The Vectorscope contains the following options:

  • Brightness – Control how dark or bright the graph in the scope is. Increasing the brightness may help you read the graph faster. The brightness adjustments you make in the Vectorscope have no impact on your footage.
  • Analysis Downsample – Increase or decrease the accuracy of the readout. Lower sample rates offer less accuracy and more speed.
  • Color Space - Choose between three color space options:
    • 601 – Used for standard definition (SD) footage.
    • 709 – Used for high definition (HD) footage.
    • 2020 – Used for ultra-high definition (UHD) footage.
  • Skin Line – Toggle the skin line on and off.
  • Standard Color Bars – Toggle the color bar indicators on and off.

Waveform

All contents of the current frame are displayed in the Waveform scope. The colors are displayed on the horizontal axis from left to right – the colors on the left side of a frame are on the left side of the graph. The vertical axis shows the intensity of a color channel in a frame.

The Waveform Scope contains the following properties:

  • Mode – Choose the color data that is displayed in the scope.
    • RGB - Displays the Red, Green, and Blue channels concurrently as colored overlays.
    • YCbCr – Displays the Y (Luminance), as well as the blue (Cb), and red (Cr) chroma difference channels in the YCbCr color space.
  • Direction – Colors on the vertical axis are displayed from left to right by default, but you can change that using the rotation wheel to set the direction to 90-degrees.
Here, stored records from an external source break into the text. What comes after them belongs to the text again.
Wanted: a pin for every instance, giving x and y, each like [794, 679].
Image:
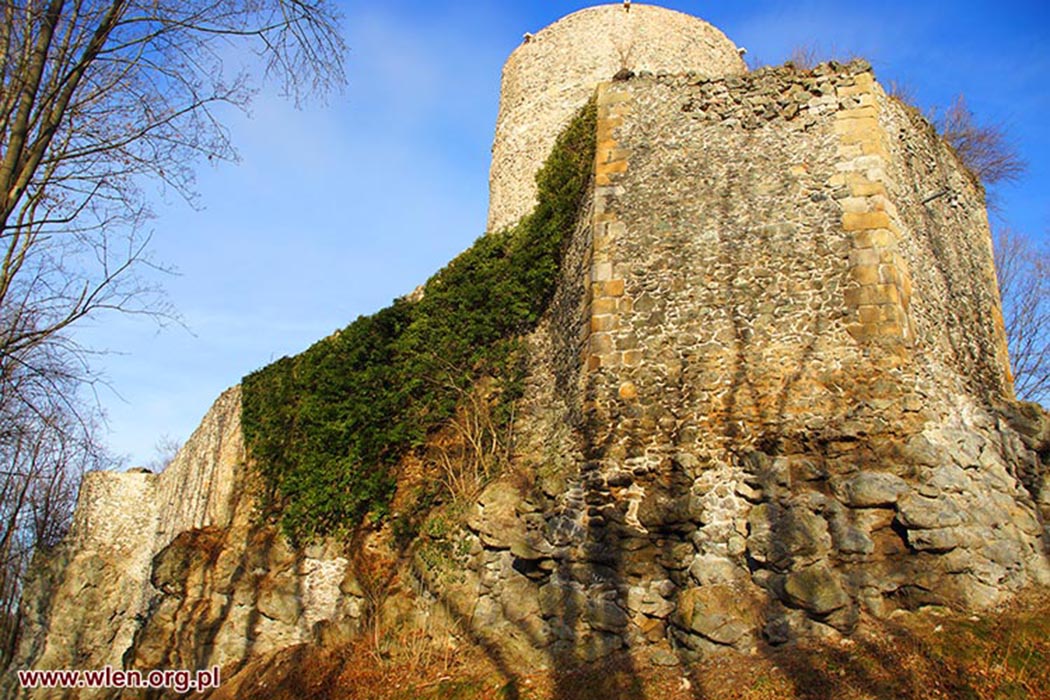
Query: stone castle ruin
[770, 400]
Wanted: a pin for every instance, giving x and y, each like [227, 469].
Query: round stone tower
[553, 72]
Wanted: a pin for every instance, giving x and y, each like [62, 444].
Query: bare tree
[98, 100]
[164, 452]
[1023, 273]
[983, 148]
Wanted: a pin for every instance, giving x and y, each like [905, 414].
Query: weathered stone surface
[816, 589]
[869, 488]
[781, 537]
[718, 613]
[772, 379]
[921, 512]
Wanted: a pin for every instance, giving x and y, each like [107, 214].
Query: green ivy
[327, 427]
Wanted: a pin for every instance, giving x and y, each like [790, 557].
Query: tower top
[554, 71]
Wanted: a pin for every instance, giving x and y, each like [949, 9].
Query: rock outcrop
[771, 399]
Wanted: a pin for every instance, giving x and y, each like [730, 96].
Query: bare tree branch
[98, 98]
[1023, 273]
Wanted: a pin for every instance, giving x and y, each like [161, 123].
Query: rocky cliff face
[770, 400]
[175, 570]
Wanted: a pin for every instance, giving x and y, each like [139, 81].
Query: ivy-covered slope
[326, 427]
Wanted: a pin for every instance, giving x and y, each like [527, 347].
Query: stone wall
[788, 425]
[770, 399]
[554, 71]
[174, 570]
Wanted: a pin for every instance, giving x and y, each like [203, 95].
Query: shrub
[327, 427]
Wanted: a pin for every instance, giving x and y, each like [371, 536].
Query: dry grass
[1000, 655]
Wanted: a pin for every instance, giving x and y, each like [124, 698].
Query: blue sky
[335, 210]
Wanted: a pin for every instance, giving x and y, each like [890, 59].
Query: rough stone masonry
[771, 398]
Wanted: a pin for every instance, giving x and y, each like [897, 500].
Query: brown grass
[936, 654]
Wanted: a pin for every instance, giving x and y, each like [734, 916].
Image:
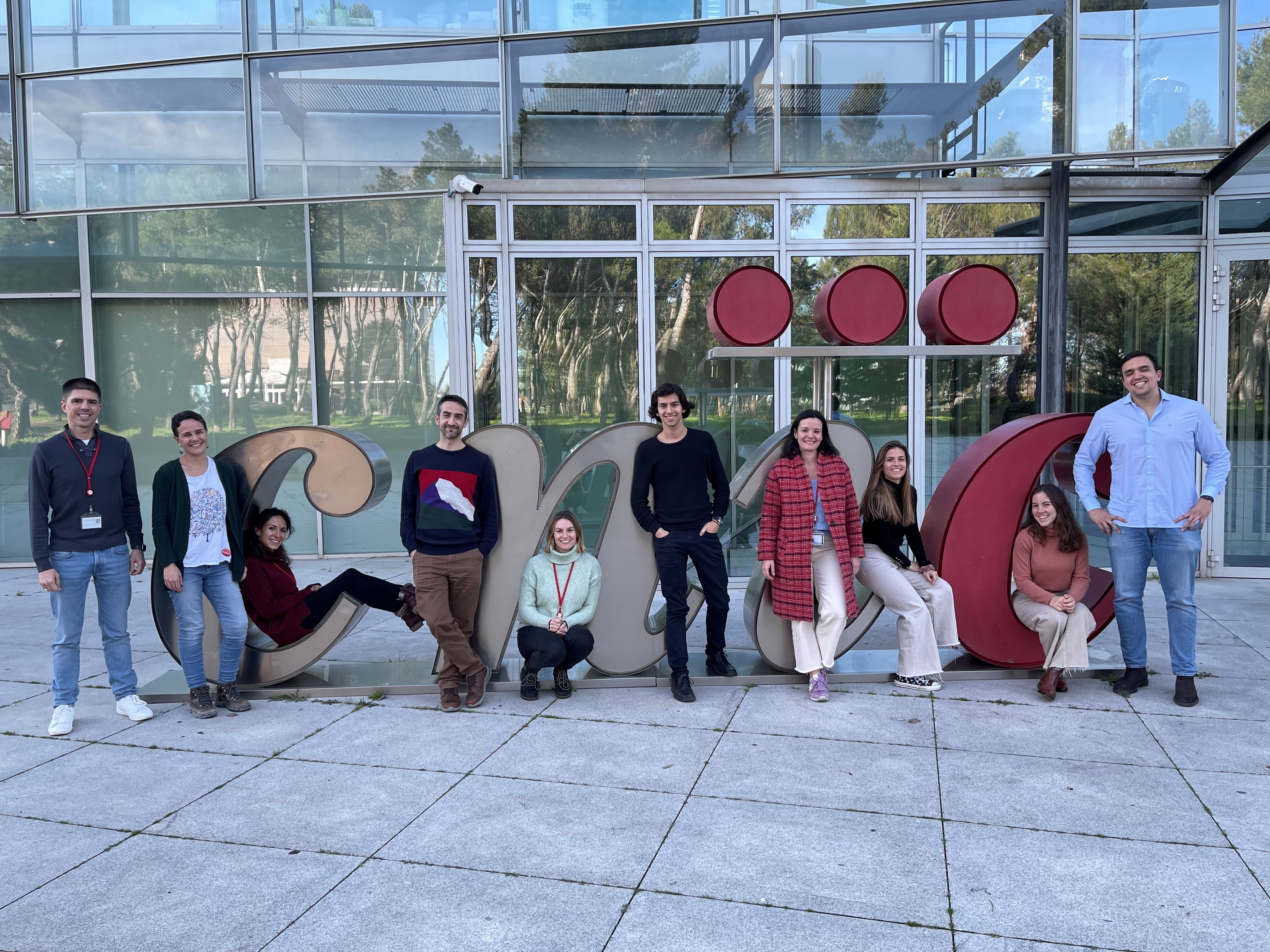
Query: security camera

This will alter the way an image is mapped so the colors on the left side are displayed at the top of the scope while those on the right will be located near the bottom of the scope.
  • Brightness – Control how dark or bright the graph in the scope is. Increasing the brightness may help you read the graph faster. The brightness adjustments you make in the Vectorscope have no impact on your footage.
  • Analysis Downsample – Increase or decrease the accuracy of the readout. Lower sample rates offer less accuracy and more speed.
  • Color Space - Users can choose between three color space options:
    • 601 – Used for standard definition (SD) footage.
    • 709 – Used for high definition (HD) footage.
    • 2020 – Used for ultra-high definition (UHD) footage.